Sure, the new format gave everyday people the chance to document birthdays, holidays and other family events. But it also gave rise to a small group of passionate professionals who were able to capture life as they saw it. From Walker Evans' somber look at the Great Depression to Gary Winogrand's off-kilter street sensibility and James Nachtwey's chronicles of global war zones, the work of a few select photographers continues to inspire newcomers to photo, video and even homepage design. Naturally, as a new generation of photography enters the digital age, it remains anathema to many modern photographers. Ever since digital cameras came into the picture more than six years ago, a number of photojournalists have predicted that the Internet would be "the death of photography."

Their complaints deserve to be taken seriously. Digital images just don't reproduce as well as traditional print photographs or slides. Also, editing programs such as Adobe's Photoshop tend to manipulate those images far more than would a black-and-white print developer. That, purists say, undermines the photographer's creative role. Equally important, say many media shooters, is that it's impossible for photographers to maintain control of their work and get paid for it once it's online. But does Internet photography really signal the death of creative photography?

Can't a new generation of talent and technological innovation open up whole new areas of art and commerce? Sue Johnson, cofounder of , Picture-Projects posits that photography can benefit from its new digital light. Johnson urges photographers not to "become so embedded in [traditional] photo and in maintaining the preciousness of the structure" that they lose the bigger picture. The people at her site, she says, are "trying to come up with new forms of documentary that have yet to be envisioned." Picture-Projects has won awards for Magnum photographer Gilles Peress' "Farewell to Bosnia," a work that most media outlets deemed too graphic to publish, and for . AkaKurdistan, which describes itself as "a borderless space," grew out of a book project by photographer Susan Meisalas.

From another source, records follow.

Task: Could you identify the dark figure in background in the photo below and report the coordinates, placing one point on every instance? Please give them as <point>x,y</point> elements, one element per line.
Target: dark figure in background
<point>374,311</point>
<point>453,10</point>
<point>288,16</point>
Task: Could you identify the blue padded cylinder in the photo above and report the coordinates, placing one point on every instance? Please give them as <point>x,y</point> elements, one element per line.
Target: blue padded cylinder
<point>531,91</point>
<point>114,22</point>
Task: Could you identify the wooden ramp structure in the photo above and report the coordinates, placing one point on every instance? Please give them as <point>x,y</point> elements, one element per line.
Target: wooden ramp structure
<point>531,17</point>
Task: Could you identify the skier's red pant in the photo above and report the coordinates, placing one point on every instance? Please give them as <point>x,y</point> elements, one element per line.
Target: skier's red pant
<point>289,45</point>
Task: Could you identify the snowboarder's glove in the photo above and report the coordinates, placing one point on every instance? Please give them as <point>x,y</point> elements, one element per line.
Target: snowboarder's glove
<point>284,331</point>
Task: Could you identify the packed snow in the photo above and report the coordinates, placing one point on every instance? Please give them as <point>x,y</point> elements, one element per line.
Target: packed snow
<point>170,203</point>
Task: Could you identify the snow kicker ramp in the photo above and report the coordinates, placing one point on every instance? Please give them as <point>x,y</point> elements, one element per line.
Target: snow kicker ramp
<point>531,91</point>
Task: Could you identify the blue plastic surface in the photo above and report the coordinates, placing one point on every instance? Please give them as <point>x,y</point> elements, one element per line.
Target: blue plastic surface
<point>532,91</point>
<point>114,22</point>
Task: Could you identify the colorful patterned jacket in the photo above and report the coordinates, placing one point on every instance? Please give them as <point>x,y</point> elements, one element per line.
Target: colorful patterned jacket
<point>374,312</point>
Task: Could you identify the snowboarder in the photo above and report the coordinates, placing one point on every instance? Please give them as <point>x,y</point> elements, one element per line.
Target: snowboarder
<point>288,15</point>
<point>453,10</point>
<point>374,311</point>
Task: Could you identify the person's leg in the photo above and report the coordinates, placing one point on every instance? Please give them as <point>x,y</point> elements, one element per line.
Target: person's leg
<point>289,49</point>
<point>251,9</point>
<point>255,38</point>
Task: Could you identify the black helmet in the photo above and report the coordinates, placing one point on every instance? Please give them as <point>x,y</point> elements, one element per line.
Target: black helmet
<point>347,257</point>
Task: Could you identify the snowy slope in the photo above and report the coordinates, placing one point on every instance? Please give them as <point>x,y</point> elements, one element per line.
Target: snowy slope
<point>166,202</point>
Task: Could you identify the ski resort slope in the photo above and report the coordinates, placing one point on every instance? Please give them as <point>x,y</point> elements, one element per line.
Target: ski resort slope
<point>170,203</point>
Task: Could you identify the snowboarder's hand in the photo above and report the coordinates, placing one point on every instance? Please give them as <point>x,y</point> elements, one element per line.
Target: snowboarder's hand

It encourages journalists, scholars, Kurdish descendants and people who have traveled in the region to post photographs and written reflections. The site was praised for building "a collective memory with a people who have no national archive."

As ever, the commercial world is hot on the heels of the pioneers, at least when it comes to execution. One new digital photo site, Mslide.com, embodies part of Picture-Projects' multimedia principle by allowing consumers to create a photo-collage of their weddings, vacations or office parties, complete with an accompanying CD soundtrack (which the site encourages consumers to buy from Amazon.com). Is Mslide fostering personal expression?

Yes. But does that make it art? Definitely not, says Johnson. "It requires the skills of a storyteller and the editor to make something that is universal enough to capture people's attention," she says. "I think real photographers can rest easy."